Jamie Foxx on early colon cancer screenings: ‘I’ve lost good friends to deadly disease’
Foxx partnered with Stand Up To Cancer for a powerful video
In a new PSA, Jamie Foxx is partnering with Stand Up to Cancer and Exact Sciences to promote early colon cancer screenings, specifically for men and women over 45.
In an exclusive video obtained by People Magazine, Foxx speaks to how treatable colon cancer is if caught early, urging those watching to get screened if 45 or older.
Foxx shares in the video, “It’s time for a talk. If you’re 45 or older, you need to get yourself screened for colon cancer. This disease can be very treatable if caught early, so the sooner you know what’s up with your health, the better.”
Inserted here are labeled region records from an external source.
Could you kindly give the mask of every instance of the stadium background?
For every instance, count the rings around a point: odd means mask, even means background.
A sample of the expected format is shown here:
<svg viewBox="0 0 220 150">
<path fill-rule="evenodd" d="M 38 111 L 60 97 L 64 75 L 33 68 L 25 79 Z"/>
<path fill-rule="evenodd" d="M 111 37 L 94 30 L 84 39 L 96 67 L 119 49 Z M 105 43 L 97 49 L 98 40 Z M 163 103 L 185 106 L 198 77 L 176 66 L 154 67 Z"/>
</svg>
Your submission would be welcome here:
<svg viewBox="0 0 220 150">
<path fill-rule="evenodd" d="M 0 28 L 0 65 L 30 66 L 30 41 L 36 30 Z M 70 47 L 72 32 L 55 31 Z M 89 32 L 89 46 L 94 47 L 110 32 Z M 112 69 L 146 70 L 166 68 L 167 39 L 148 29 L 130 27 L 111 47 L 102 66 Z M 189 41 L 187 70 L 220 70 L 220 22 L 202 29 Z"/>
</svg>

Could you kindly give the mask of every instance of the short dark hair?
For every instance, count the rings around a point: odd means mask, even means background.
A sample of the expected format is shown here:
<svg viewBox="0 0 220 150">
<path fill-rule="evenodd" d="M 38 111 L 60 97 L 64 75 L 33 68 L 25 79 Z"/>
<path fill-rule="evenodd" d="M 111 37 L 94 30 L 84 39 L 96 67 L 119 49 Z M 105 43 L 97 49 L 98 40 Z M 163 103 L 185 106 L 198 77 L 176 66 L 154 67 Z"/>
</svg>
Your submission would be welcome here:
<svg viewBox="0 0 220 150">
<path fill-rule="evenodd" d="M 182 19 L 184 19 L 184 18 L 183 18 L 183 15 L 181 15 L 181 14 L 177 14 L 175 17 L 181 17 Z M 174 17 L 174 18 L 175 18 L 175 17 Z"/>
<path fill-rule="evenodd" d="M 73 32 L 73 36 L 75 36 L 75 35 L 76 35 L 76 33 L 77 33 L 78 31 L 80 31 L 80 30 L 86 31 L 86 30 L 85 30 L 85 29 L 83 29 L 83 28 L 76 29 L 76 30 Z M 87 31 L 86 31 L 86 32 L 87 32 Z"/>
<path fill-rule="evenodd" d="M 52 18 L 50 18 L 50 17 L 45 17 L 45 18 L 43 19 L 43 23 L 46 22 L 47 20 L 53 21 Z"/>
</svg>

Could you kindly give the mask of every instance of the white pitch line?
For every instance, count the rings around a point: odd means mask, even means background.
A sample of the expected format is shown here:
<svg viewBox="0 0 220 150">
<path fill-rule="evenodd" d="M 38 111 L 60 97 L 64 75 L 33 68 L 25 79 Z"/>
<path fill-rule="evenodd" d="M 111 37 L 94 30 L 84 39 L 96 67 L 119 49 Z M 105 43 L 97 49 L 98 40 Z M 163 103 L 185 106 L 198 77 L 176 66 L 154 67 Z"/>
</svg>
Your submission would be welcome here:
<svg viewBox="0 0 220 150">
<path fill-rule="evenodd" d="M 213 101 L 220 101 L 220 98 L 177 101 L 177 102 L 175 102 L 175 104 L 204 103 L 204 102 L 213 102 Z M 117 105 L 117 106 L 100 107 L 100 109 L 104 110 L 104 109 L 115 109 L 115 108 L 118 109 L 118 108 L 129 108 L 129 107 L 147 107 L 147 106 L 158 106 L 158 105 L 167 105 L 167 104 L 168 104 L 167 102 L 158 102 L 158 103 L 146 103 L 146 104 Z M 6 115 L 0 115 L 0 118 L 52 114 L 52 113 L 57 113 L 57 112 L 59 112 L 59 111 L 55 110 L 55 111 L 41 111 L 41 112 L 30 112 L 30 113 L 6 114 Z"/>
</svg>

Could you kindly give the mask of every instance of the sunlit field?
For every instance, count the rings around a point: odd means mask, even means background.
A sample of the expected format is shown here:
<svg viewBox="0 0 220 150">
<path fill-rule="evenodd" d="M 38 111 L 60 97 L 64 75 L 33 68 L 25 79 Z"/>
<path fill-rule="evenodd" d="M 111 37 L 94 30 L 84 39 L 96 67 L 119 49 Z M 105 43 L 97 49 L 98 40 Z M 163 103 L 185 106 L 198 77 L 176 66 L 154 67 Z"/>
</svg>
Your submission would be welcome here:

Foxx then suggests that while most people lead busy lives, they should “make the time” to get screened, saying, “We’re all busy and we think ‘when do we fit it in?’ Well, make the time. It might just mean more time with your family down the road.”
“Cancer affects everyone. I’ve lost good friends – young friends – to this deadly disease,” Foxx continued. “Don’t make the mistake of waiting until you have symptoms or thinking you’re not at risk because it doesn’t run in your family.”
The American Cancer Society estimated there would be 104,610 new cases of colon cancer in 2020, with 53,200 deaths from the disease. According to their data, Black people have the highest rate of colon cancer and mortality due to the disease compared to other groups.
Per their research, “During 2012-2016, CRC incidence rates in blacks were about 20% higher than those in non-Hispanic whites (NHWs) and 50% higher than those in APIs.”
Foxx publicly mourned the tragic loss of Chadwick Boseman, who passed away last summer after battling colon cancer for four years. At the time, Foxx shared on his Instagram, “Please Jesus please… I know you know what’s best… but at this moment our hearts are writhing with so much pain… so to lose this beautiful black king renders me weak…please watch over his family and loved ones…. @chadwickboseman you have touched the lives of all of us.”
As theGrio previously reported, “African Americans are disproportionately diagnosed at later, hard-to-treat stages,” according to research from the National Cancer Institute. Boseman was diagnosed with stage 3 when his four-year battle with the disease began.